Domestically, with an average annual GDP growth rate of 9 percent over the past three decades, China has emerged as the second-largest economy in the world. China has set the goal of eradicating poverty by 2020, and it has also witnessed explosive growth in its sharing economy, whose market trade volume topped 3.45 trillion yuan (US$523.53 billion) in 2016, according to a People’s Daily report May 16.

The spirit of a community of shared future also has its roots in traditional Chinese civilization, where entirety thinking, harmony of man and nature, and aspirations for the well-being of all humans are the core elements. Thus it could well be said that China’s proposition is both a product and a great contribution of Chinese civilization to the world.

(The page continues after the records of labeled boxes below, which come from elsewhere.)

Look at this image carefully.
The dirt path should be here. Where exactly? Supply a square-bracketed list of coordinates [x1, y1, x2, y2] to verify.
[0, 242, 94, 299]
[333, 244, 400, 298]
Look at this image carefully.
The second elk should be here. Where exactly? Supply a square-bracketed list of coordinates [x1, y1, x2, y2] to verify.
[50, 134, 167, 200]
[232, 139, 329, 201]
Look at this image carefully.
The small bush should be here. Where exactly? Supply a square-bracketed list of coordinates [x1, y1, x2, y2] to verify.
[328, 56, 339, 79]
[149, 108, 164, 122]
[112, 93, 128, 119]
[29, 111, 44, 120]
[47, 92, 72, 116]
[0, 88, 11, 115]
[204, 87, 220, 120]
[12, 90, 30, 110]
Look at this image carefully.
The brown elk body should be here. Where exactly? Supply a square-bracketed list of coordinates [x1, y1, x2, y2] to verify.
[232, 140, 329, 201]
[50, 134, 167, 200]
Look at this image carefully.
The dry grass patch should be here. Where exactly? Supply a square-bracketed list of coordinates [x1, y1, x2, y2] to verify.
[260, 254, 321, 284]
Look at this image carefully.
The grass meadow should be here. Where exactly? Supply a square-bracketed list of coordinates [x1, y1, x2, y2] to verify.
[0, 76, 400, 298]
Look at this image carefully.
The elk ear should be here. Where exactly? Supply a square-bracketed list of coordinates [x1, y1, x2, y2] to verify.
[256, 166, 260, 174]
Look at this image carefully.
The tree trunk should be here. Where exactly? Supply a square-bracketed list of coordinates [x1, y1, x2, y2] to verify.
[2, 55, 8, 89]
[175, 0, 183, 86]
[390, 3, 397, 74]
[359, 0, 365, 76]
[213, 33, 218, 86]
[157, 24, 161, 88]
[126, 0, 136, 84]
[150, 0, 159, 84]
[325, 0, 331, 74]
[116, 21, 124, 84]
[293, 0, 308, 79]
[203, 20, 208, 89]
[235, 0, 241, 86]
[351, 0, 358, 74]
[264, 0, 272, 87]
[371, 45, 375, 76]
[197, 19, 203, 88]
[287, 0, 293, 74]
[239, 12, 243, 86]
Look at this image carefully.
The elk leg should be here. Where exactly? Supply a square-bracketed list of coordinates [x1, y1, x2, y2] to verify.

In Xi’s view, the essence of “the community of shared future” lies in mutual respect, equal dialogue and harmonious co-existence among civilizations. In a world beset by what Samuel Huntington termed “the clash of civilizations” and other conflicts and threats, mutual respect and equal dialogue can help achieve common security and prosperity. As Xi said during his visit to UNESCO in March 2014, “Civilizations have come in different colors, and such diversity has made exchanges and mutual learning among civilizations relevant and valuable.”

The British philosopher Bertrand Russell once wrote: Contacts between different civilizations have often in the past proved to be landmarks in human progress. ... The evolution of civilizations is in itself a history of exchanges and mutual learning, a history of common development while preserving difference among different civilizations.

But the concept is not just theoretical at all. With initiatives such as the Asian Infrastructure Investment Bank (AIIB) and the Belt and Road Initiative, concrete ideas about building a better world are emerging. The AIIB has allocated loans totaling US$1.73 billion in nine infrastructure projects across seven countries since it started operating in January 2016. Connecting some 60 countries, the Belt and Road Initiative has been aligned with many national and regional development strategies, bringing forth more and more cooperative projects, including railways, roads and ports. China will offer 60 billion yuan in aid to the countries along the Belt and Road in three years, Xi said in a speech in May. “The Belt and Road Initiative is a path to a community of shared future,” Zhao Kejin, a professor of Tsinghua University, observed in a paper.

Philipp Charwath, chair of the 55th session of the UNCSD, noted that Xi’s concept has offered inspiration to the bewildered world.

“In the long run, it profits us all,” Charwath said. “I think that’s how I understand the concept, and that’s how the U.N. work can profit from the concept.”

(The author is the executive deputy editor-in-chief of the Shenzhen Daily.)